- O Globo
• Transferência de renda a donos de ‘grandes fortunas’ confere privilégios a produtores de bens de capital
O PT quer elevar a carga tributária. Acalenta a restauração da velha e primitiva Contribuição Provisória sobre Movimentação Financeira (CPMF), extinta pelo Congresso em 2007. E defende que os detentores de “grandes fortunas” sejam submetidos a tratamento fiscal mais severo.

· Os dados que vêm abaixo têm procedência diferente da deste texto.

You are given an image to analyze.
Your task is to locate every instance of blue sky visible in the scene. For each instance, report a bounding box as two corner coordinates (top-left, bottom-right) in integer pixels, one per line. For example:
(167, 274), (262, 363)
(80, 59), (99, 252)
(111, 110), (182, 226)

A volta da CPMF é uma fixação de Lula. O ex-presidente jamais se conformou com a derrota que sofreu no Senado, no seu segundo mandato, quando tentou prorrogar por mais alguns anos a cobrança da contribuição provisória. Sempre que pode, se queixa amargamente de ter sido privado de receita tão farta e fácil como a que provinha da CPMF.
Já o tratamento fiscal mais severo a “grandes fortunas” tem sido tratado no PT mais como uma bandeira, que ajuda a mobilizar a militância, do que como questão que já mereça proposta detalhada, respaldada pelo partido. A cúpula do PT parece nutrir certo desalento com a possibilidade de que a questão encontre a ressonância requerida no Congresso.

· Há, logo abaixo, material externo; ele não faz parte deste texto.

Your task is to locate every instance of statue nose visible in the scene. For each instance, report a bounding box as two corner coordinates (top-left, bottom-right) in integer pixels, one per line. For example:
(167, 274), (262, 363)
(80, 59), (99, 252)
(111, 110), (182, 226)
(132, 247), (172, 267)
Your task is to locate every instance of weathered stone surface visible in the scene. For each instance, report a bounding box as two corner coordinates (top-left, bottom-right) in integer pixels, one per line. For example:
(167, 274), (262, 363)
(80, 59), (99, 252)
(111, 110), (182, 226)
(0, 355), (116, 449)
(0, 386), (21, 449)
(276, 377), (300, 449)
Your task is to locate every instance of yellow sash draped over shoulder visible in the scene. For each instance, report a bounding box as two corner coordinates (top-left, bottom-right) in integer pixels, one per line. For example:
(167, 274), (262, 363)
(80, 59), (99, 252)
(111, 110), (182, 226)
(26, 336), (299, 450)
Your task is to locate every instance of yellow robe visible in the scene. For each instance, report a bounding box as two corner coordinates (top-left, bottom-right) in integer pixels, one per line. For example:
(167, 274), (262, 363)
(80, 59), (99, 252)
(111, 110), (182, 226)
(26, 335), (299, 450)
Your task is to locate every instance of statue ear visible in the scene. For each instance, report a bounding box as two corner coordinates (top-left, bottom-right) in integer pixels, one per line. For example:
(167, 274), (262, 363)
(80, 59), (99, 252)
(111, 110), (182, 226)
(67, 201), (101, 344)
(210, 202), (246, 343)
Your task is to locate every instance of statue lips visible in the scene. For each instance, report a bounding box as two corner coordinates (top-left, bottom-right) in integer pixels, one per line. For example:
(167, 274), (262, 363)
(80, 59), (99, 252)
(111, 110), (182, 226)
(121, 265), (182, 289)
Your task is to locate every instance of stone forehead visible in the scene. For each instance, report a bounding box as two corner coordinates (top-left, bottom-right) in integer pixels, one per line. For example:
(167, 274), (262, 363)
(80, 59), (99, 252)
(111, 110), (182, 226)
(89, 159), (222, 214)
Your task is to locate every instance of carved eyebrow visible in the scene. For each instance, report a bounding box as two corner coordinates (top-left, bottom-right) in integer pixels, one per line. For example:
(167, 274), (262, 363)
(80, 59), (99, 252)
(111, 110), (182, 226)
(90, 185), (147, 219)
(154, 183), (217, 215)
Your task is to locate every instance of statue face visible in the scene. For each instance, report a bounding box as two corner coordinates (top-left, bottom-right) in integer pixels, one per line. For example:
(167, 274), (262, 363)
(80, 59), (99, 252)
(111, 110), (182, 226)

Por realista que seja, tal desalento não deveria impedir que o PT exerça pressão sobre o governo para assegurar, por outras vias, tratamento mais severo a detentores de “grandes fortunas”. Se quiser de fato levar a sério tal objetivo, o governo dispõe de amplo leque de iniciativas possíveis, fáceis de implementar. Duas delas merecem destaque.
O governo poderia começar por desmantelar a grotesca concessão de subsídios bilionários a detentores de “grandes fortunas” que, há anos, vem sendo alegremente patrocinada pelo BNDES, com recursos do Tesouro provenientes da emissão de dívida pública. Os desdobramentos desse despropósito vêm se tornando a cada dia mais nítidos. E o próprio governo já não consegue disfarçar o seu desconforto.

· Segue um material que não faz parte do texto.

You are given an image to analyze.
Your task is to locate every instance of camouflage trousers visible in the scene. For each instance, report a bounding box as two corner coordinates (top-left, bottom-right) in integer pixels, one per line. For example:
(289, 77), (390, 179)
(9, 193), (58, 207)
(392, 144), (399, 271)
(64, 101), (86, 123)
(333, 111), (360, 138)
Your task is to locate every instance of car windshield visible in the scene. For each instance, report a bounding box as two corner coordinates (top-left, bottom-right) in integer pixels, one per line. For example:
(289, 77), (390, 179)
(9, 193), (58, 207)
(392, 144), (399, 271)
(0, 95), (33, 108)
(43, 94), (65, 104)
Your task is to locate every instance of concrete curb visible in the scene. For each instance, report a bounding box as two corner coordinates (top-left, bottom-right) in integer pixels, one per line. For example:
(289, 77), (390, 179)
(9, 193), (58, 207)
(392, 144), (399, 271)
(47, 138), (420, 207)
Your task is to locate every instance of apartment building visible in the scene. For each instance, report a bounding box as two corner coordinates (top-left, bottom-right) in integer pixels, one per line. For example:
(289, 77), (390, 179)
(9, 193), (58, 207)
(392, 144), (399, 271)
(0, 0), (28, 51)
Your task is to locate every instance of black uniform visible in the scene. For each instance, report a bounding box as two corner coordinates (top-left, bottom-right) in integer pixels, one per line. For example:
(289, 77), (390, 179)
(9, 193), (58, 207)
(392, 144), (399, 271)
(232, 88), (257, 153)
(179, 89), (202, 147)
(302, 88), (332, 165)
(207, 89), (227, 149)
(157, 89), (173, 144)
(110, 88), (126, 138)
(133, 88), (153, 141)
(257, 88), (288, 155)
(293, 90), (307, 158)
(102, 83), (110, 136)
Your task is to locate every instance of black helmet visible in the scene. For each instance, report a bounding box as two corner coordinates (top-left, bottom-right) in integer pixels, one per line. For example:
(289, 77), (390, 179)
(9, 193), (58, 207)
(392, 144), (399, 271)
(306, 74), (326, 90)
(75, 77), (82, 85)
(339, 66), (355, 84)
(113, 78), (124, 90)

Outra lamentável política de farta transferência de renda a detentores de “grandes fortunas” é a que vem conferindo privilégios injustificáveis a produtores nacionais de bens de capital, ao exigir percentuais absurdamente altos de conteúdo local em equipamentos utilizados na exploração do pré-sal. Por encarecer de forma indefensável os custos dos investimentos requeridos no pré-sal, tal política implicará redução substancial da parcela do excedente da exploração que, afinal, estará disponível para financiamento da educação e da saúde no país.
Não bastasse tudo isso, a política de conteúdo local vem engrossando o caldo de cultura em que prolifera a corrupção. É só ler os jornais. Caso emblemático foi reportado pelo “Estadão”, em 5 de junho. O dono de uma grande empreiteira reconheceu ter pago US$ 120 milhões de propina para obtenção de um contrato de US$ 3,4 bilhões, para construção de cascos de plataformas em estaleiro gaúcho, adquirido pela empresa com oportuno financiamento de um fundo de pensão de funcionários de uma instituição financeira federal. Um circo de horrores.
Tanto no caso do BNDES como no da política de conteúdo local, os grandes agraciados tentam agora brandir os empregos que teriam sido criados graças às generosas benesses que receberam. É preciso lançar luz sobre as duas políticas e fazer as contas cabíveis, na linha do que alguns analistas já vêm fazendo. Tendo em vista a magnitude da geração de emprego associável a tais políticas, será difícil justificar custos sociais tão altos e redistribuição tão perversa de renda patrocinada pelo próprio governo. Há formas bem mais baratas e menos iníquas de gerar empregos.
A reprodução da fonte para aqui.